Lilah Rose (b. 1990 in Rockford, MI) has been a Los Angeles-based soft sculpture artist since 2017.  Her interest in fabric work was initially encouraged by a family legacy of textile design.  The popular 80s/90s print and apparel brand “Marushka” was founded by her uncle Richard Sweet with the creative support of her parents Ellen and James Rose, and Lilah grew up watching her mother prepare her own designs for print by hand at the brand’s Michigan headquarters.

From 2004-2007, Lilah attended Cranbrook Kingswood as a high school boarding student.  Here her understanding of textile design was enormously enhanced by the Kingswood weaving studio and the campus-wide showcase of tapestry artist Loja Saarinen, whose work hangs both in the school itself and in the dorms where Lilah Lived.

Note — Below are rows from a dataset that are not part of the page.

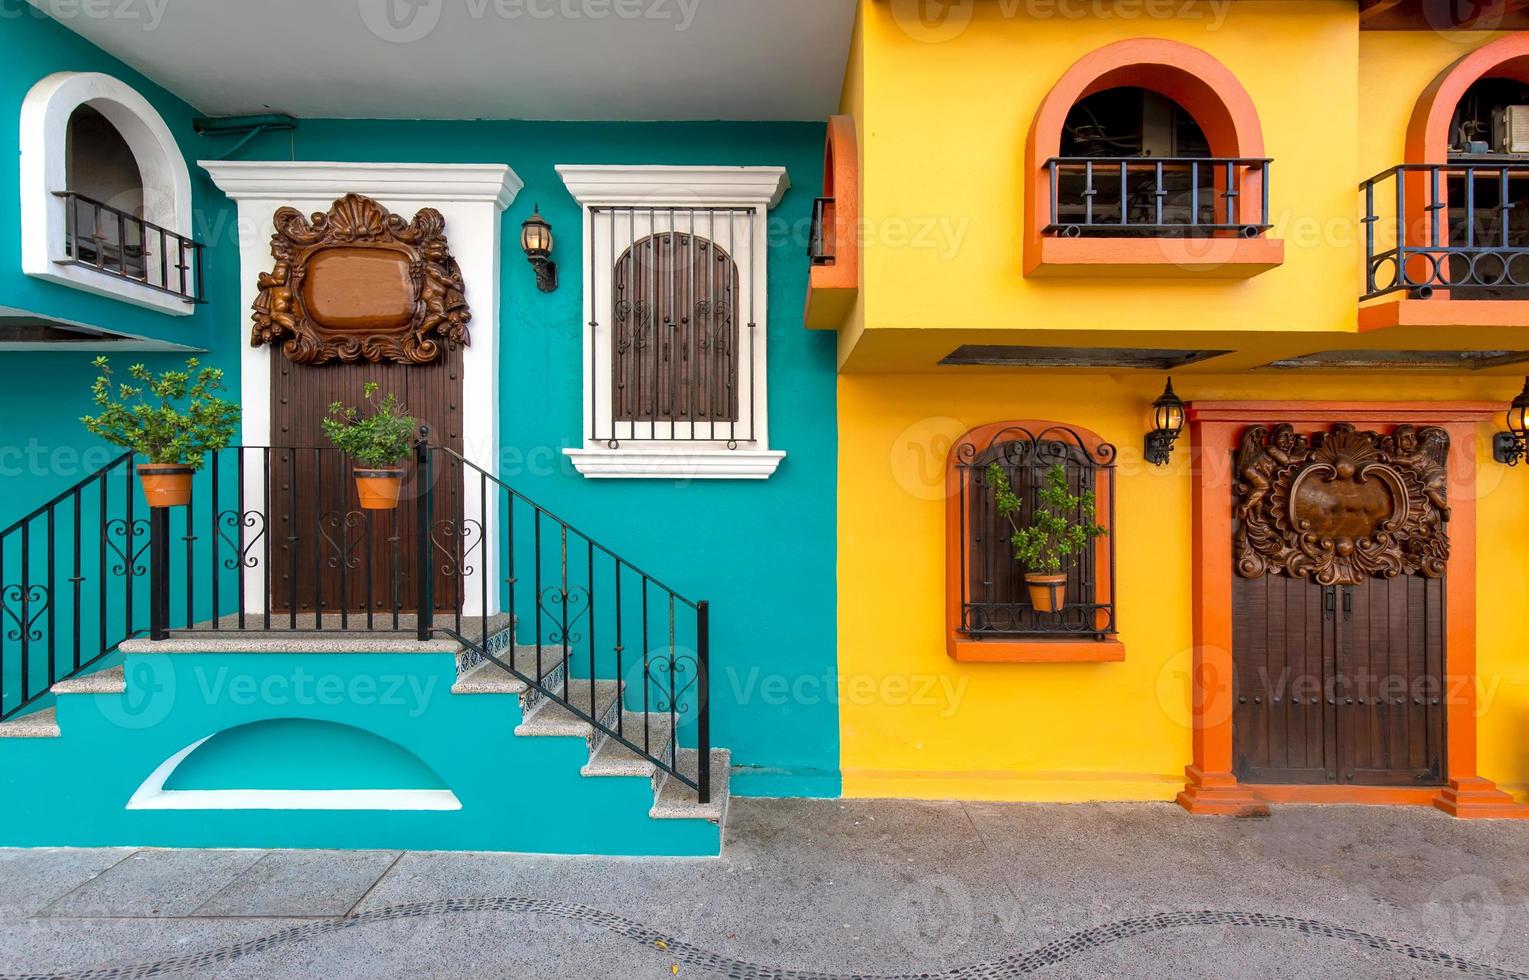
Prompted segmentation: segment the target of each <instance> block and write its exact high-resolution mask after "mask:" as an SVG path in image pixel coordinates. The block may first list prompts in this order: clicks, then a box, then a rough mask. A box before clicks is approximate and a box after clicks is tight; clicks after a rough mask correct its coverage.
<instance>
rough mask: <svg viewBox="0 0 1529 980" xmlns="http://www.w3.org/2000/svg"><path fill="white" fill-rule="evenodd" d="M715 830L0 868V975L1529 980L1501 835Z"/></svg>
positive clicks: (841, 805) (1157, 811)
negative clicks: (520, 847) (602, 845)
mask: <svg viewBox="0 0 1529 980" xmlns="http://www.w3.org/2000/svg"><path fill="white" fill-rule="evenodd" d="M358 819H364V816H358ZM728 833H729V839H728V847H726V853H725V855H723V858H720V859H607V858H535V856H518V855H463V853H402V855H401V853H379V852H217V850H194V852H165V850H31V852H28V850H11V852H0V975H5V977H11V975H72V974H81V972H84V971H90V975H92V977H133V975H151V974H161V975H162V974H188V975H217V977H306V975H326V977H359V975H367V977H393V975H425V977H448V975H450V977H532V975H535V977H538V978H540V977H567V978H576V980H593V978H596V977H610V978H622V980H625V978H630V977H673V975H691V977H711V975H723V977H726V975H734V977H783V975H801V974H787V972H786V971H809V972H815V974H830V975H846V977H850V975H867V974H873V975H898V974H925V972H930V974H940V975H946V977H951V978H965V977H972V978H976V977H1011V975H1024V974H1031V972H1037V974H1040V975H1053V977H1063V975H1066V977H1076V975H1098V977H1121V975H1131V977H1136V975H1168V974H1173V975H1179V977H1226V975H1344V977H1446V975H1456V977H1457V975H1462V974H1463V975H1480V977H1515V975H1523V977H1529V826H1524V824H1517V823H1462V821H1454V819H1451V818H1448V816H1445V815H1442V813H1436V812H1433V810H1423V809H1398V807H1387V809H1382V807H1281V809H1277V810H1275V815H1274V816H1272V818H1271V819H1252V821H1234V819H1216V818H1191V816H1188V815H1187V813H1183V812H1182V810H1179V809H1177V807H1173V806H1167V804H1075V806H1041V804H954V803H887V801H768V800H737V801H734V812H732V818H731V823H729V829H728Z"/></svg>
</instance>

Following college years spent at Evergreen State in Washington, Lilah began to develop practical sewing and tailoring skills as an apprentice to Olympia/Seattle-based costume designer Lucy Gentry.  Lilah assisted Genty in several exhibitions of the latter's couture sculptures, further fostering an understanding of how textiles and their attendant functionality can be seen as artistic statements.

In 2017 Lilah moved to Los Angeles with her husband, landscape/abstract painter Jean Nagai, whom she met in Washington and married in 2016.